For the fairer skin types, like my own, going anywhere outside in the sun can lead to complete disaster. Living in Ireland, we're pretty much screwed when temperatures go above 18°C (around 64°F for you yanks). You might think “oh… but just put some lotion on, you'll be fine!” While this works in places like Ireland where the max temperature only really ever reaches about 22°C, if you visit any other country south, you've landed in deep water. I went to Turkey once, temperatures got to around 40°C… it was crazy! I saw people walking around, fully dressed in that heat. I spent the entire week in my apartment under the air-conditioning just to stay alive.
To make things worse… the food they served in my 4* hotel made a mockery of my intestines, I couldn't hold anything down at all. It all tasted like regurgitated sausage meat that had taken a long bathe in a greasy pool. My time in Southern France was spent lying in linen sheets after getting heat stroke! Some of us just aren't built for hot places.
The changing room full of depressed and angry mothers with screaming kids running into walls while you're precariously making your way across a slippery surface to get into the pool. Trying to avoid staring at the really fat guy with the really small swimming trunks on is too much to bear. Most public swimming pools are made up of 80% urine and 20% water which makes them a fairly unsavoury place to be. The overpowering smell of chlorine attempting to hide the smell of the pee… On any hot (or in ireland, vaguely warm) day, the swimming pool is writing with bodies of wrinkly old men and annoying splashy children. Its just not fun at my age anymore.
If you aren't familiar with the term, it means an affliction which affects those who have developed an allergy to pollen.. the stuff that comes from flowers. Symptoms include sneezing, blocked nose, runny eyes, runny noses and sore throats. It's just horrible. No matter how many pills I take for it, it just doesn't go away – for the whole goddamn summer. The “non-drowsy” pills have me passing out on my office desk, the nasal-spray (which generates a lot of aggro from my work colleagues) makes me sneeze even more, the eye drops make my mascara run and the strepsils (throat lozenges) make all my food completely tasteless.

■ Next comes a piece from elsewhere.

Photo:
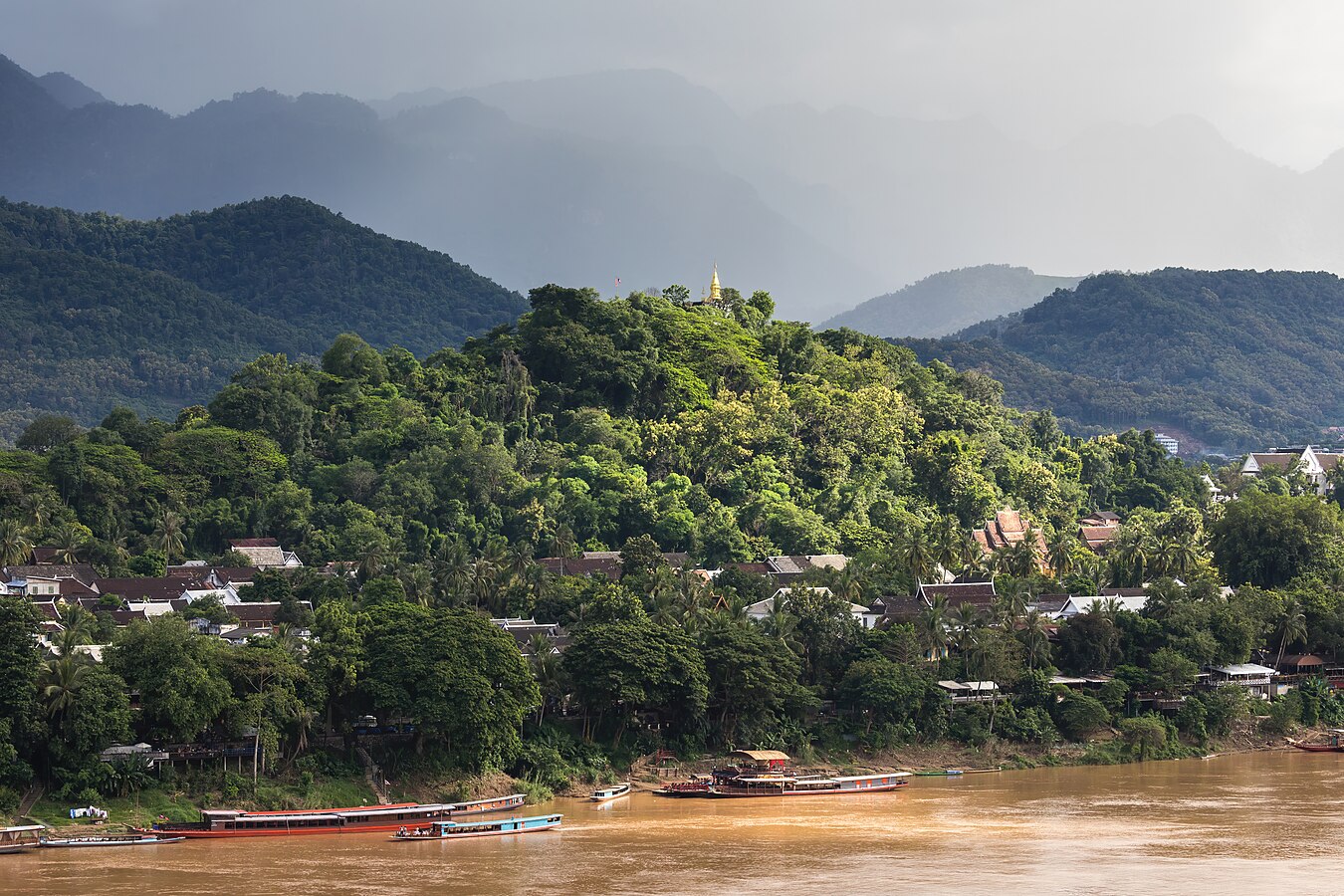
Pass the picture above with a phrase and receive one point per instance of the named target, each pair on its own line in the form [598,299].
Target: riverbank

There's thousands of the dirty little beggars everywhere. All different types and sizes ready to pounce on you and bite or sting you at any moment. My worst experience was being at the beach, I was having a great day with my friends and decided to go back to the car to get some more suntan lotion (by that, of course I mean block – I'm pale and turn into a lobster when subjected to extended periods of sun time). So off I went, wading through the long grasses to get to the car when I looked down and realised that my ENTIRE body was covered in small little red lumps. I went into anaphylactic-shock and ended up in a doctors surgery for the better part of the afternoon being drip-fed anti-histamines. In the time I'd taken to walk 20-30 meters through the long grass, the little piranhas had latched onto my skin and ate me alive! Luckily I survived to write the tale on this blog.